As Bitcoin inches closer to its all-time highs, the mood across crypto markets is turning optimistic. But for Changpeng Zhao (CZ)—founder and former CEO of Binance—this isn’t the time to chase headlines. It’s a time to accumulate.
In a post shared on X (formerly Twitter) on July 11, CZ reminded investors that the road to new price records is rarely smooth—and that opportunities still exist beneath the hype.
“If you ‘missed’ the previous dips,” he wrote,
“there will be dips in the future too. And we are still in one now.”
It’s a classic long-term perspective from one of crypto’s most influential voices.
Scarcity vs. Fiat: A Systemic Divide
CZ also took the opportunity to highlight the core economic thesis behind Bitcoin: limited supply versus infinite printing.
“There are no limits to mathematical numbers or fiat printing,” he said.
“Only a limited number of bitcoins.”
With central banks continuing to flood markets with liquidity, CZ’s comment draws a clear line between the inflationary pressures of fiat systems and the scarcity baked into Bitcoin’s protocol.

Every Phase Before the Peak Is a Dip
Rather than focus on whether Bitcoin is nearing its top, CZ urged followers to zoom out.
“By definition, everything before the next ATH [all-time high] is a dip.”
This philosophy echoes a broader sentiment among Bitcoin’s long-term holders: price pullbacks are less of a threat and more of a gift—especially in a world with rising inflation, economic uncertainty, and increasing demand for decentralized assets.
Bottom Line
While newer investors may hesitate as prices climb, voices like CZ are reminding the community that Bitcoin’s real value lies in the long game.
His message? Ignore the noise, stay focused, and keep accumulating. The next dip—like the next peak—is only a matter of time.
Structural Momentum vs. Skepticism: Bitcoin’s Long-Term Bull Case Strengthens
As Bitcoin continues to show resilience, supporters argue that the recent rally reflects more than just hype—they see evidence of deep, structural tailwinds. Among the most cited drivers: rising institutional adoption, fading confidence in fiat currencies, and crypto’s expanding footprint in the broader financial system.
Skeptics, however, remain cautious. They point to crypto’s notorious price swings and lingering regulatory uncertainty as reasons for concern. But for long-term believers, the current environment reinforces a familiar theme: sticking to a disciplined accumulation strategy often beats trying to time the market.

Bullish Forecasts Gain Traction
A growing number of analysts are projecting a strong upside for Bitcoin.
Matt Hougan, Chief Investment Officer at Bitwise, expects institutional demand and Bitcoin’s finite supply to drive prices to $200,000 by the end of the year.
Standard Chartered echoes that outlook, projecting BTC could hit $200,000 in Q4, fueled by inflows from spot Bitcoin ETFs and supportive macro policy shifts.

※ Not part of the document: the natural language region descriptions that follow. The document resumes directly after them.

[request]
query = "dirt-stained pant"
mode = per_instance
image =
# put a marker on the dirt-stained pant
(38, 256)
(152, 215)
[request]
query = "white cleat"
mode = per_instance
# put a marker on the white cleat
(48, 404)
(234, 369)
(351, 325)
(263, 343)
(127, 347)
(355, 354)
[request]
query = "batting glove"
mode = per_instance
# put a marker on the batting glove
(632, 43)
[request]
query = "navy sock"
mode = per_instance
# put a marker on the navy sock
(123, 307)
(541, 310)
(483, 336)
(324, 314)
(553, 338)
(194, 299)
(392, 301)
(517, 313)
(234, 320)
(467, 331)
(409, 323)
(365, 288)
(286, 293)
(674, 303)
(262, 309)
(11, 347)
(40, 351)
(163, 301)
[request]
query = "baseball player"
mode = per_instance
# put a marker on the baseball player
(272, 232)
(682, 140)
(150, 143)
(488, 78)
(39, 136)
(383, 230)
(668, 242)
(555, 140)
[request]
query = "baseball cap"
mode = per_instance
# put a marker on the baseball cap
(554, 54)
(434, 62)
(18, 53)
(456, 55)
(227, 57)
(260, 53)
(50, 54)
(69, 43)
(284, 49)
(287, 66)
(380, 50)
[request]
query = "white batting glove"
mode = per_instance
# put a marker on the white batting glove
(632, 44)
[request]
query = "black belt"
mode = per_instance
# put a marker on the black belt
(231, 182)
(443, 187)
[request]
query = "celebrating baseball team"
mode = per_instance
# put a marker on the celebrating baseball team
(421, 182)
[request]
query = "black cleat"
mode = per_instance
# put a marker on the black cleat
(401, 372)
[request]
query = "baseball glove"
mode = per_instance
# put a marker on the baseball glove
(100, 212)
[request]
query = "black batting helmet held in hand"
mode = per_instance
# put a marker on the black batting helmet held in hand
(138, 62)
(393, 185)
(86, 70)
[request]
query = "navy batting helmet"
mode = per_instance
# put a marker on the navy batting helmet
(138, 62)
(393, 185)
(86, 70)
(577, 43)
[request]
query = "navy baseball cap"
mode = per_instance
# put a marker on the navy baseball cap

Looking further ahead, high-profile investors like Robert Kiyosaki and Arthur Hayes are aiming even higher. Both foresee Bitcoin reaching $1 million per coin, driven by global liquidity expansion, continued de-dollarization, and long-term transformation in digital asset infrastructure.
In the tug-of-war between skeptics and supporters, one thing is clear: Bitcoin’s role in the global financial system is no longer fringe. Whether you’re bracing for volatility or betting on acceleration, the market’s next move could reshape more than just portfolios.